Comme en 2012. Cette année là, son troisième long-métrage est sélectionné au Festival de Cannes, dans la section Un certain regard. Pas de compétition officielle donc : le cinéaste a dû mal à digérer la nouvelle. "On avait rêvé à d'autres choses. C'était important parce que j'aurais été le plus jeune cinéaste de l'Histoire à être en compétition officielle. (...) Moi, j'étais là il y a deux ans et, oui, il y a une impression de stagnation", confiait-il dans une interview à l'AFP. Même agacement en 2015, lorsque Mommy n'est pas sélectionné aux Oscars. "Qu'on ne soit pas aux Golden Globes est une chose, mais qu'on ne fasse pas partie des neuf films étrangers de la shortlist pour les Oscars, c’est… comment dire… spécial. C'est très ostracisant et un peu humiliant", lâchait le réalisateur.

Pour certains, Xavier Dolan est prétentieux, possède un égo surdimensionné. Le cinéaste ne supporterait pas la critique, interprétant des réserves artistiques comme un rejet de sa propre personne. Lui, préfère parler d'"ambition" et estime que son envie débordante lui joue parfois des tours. "Pourquoi l'ambition nous dérange-t-elle autant ? Pourquoi doit-on toujours la confondre avec la prétention ?", déplorait le réalisateur dans une tribune en 2015. Le débat est sans fin. Au milieu de toute cette agitation restent six films, tous sélectionnés en Festival (Cannes et Venise) et dont le dernier sort en salles ce mercredi.
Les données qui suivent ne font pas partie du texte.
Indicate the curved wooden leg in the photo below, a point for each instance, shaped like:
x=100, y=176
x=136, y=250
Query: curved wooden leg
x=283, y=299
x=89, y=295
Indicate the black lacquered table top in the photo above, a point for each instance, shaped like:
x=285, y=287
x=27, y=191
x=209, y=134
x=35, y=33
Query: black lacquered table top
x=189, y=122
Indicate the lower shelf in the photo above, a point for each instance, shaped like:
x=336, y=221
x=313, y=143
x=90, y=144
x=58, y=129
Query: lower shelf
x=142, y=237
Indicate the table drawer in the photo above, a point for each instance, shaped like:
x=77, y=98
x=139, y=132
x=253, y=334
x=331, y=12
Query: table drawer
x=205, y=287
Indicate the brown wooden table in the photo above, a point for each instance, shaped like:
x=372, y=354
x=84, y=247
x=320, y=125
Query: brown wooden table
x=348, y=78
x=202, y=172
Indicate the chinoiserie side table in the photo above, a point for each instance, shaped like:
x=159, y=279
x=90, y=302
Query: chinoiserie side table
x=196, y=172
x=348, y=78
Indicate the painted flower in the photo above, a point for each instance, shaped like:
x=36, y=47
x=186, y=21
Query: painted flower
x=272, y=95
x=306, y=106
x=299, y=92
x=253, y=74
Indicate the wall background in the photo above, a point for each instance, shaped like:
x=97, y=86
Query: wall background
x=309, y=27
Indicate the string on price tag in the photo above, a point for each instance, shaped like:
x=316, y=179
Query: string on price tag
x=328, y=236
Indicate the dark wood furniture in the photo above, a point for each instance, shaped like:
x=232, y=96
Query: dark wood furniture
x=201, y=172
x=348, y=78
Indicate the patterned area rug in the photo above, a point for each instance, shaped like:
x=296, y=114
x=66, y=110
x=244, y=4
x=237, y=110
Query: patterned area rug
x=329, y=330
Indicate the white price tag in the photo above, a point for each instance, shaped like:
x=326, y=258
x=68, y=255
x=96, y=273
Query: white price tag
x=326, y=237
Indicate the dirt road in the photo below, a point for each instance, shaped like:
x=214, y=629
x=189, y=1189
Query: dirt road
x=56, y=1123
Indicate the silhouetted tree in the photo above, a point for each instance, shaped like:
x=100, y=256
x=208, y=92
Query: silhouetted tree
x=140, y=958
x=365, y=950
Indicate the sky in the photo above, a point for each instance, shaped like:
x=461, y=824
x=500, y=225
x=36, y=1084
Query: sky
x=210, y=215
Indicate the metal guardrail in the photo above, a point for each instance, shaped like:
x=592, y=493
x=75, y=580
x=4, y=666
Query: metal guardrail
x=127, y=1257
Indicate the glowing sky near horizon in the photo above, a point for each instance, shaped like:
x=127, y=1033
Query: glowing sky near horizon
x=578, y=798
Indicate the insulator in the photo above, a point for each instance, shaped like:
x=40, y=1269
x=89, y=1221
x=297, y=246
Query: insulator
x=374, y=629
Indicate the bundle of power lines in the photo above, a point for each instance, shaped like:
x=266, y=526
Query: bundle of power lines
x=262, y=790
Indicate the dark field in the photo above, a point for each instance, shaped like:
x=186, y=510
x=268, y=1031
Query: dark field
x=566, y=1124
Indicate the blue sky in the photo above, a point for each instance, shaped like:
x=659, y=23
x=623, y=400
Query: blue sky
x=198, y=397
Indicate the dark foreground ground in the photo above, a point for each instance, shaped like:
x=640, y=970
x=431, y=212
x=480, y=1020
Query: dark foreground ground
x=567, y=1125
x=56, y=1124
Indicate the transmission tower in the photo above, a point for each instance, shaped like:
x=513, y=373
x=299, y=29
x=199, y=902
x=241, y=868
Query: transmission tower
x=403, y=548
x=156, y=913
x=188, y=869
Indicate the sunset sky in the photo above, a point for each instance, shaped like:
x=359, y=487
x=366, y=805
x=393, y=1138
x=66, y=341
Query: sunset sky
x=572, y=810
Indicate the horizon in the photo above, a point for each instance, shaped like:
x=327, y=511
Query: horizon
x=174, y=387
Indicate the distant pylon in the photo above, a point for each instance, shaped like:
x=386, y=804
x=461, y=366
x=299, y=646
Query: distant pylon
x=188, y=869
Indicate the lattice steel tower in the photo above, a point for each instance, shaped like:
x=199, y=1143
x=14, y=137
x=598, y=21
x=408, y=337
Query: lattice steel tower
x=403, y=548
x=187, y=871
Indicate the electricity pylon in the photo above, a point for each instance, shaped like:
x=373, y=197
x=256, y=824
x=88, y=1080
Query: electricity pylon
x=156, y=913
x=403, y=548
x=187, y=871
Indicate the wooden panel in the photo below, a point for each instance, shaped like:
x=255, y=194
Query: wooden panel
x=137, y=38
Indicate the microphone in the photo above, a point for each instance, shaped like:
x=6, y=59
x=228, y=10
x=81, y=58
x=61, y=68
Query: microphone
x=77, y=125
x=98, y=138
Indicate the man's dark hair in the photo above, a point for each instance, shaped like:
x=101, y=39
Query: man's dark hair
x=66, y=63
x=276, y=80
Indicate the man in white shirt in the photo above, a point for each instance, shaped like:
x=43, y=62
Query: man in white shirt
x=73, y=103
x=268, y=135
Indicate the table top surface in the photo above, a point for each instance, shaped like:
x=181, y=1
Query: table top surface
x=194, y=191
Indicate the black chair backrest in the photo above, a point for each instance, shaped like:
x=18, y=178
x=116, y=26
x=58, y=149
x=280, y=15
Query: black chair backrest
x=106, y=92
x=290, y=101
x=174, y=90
À la télévision dès quatre ans. C'est que le profil du cinéaste, atypique, suscite la curiosité. En France par exemple, l'âge moyen des réalisateurs de premier film est de 38 ans. Xavier Dolan, lui, cumule déjà six longs-métrages à seulement 27 ans. Quand on s'intéresse de plus près à son parcours, on note que le Québécois n'a rien d'un jeune, tant son expérience est déjà beaucoup plus dense que nombre de cinéastes. Xavier Dolan est présent dans le monde audiovisuel depuis tout petit. Dès quatre ans, il tourne déjà dans des publicités, puis enchaînera comme acteur dans de nombreux courts-métrages et téléfilms. Ce n'est qu'à la fin des années 2000 qu'il se tourne vers la réalisation, avec J'ai tué ma mère qui sort en 2009, à partir d'un scénario qu'il a écrit à seize ans.

Rapidement, l'enthousiasme débordant de ses films et sa maîtrise esthétique séduisent la presse, notamment française. Le grand public mettra plus de temps de temps à adhérer complètement. Avant Mommy et ses 1,1 million d'entrées, aucun de ses films n'avaient dépassé les 140.000 entrées dans l'hexagone. Chacun de ses longs-métrages porte sa patte et Xavier Dolan se plaît à questionner des thèmes récurrents : l'amour impossible, la quête d'identité, la cellule familiale. Malgré ces constantes, il tente et se renouvelle. Même lorsqu'il s'offre un casting cinq étoiles comme dans Juste la fin du monde, le Québécois ose.

On attend déjà avec impatience son prochain projet, The Death and Life of John F. Donovan. Le réalisateur a déjà assuré qu'il ne serait pas présenté au Festival de Cannes 2017 car le tournage ne sera pas terminé, étrillant au passage "le propre d'un festival (Cannes, ndlr) caractérisé par la détestation". Une attaque de plus dans son combat contre une partie de la critique. À défaut d'un consensus, Xavier Dolan ne suscite pas l'indifférence ; c'est déjà une bataille de gagnée.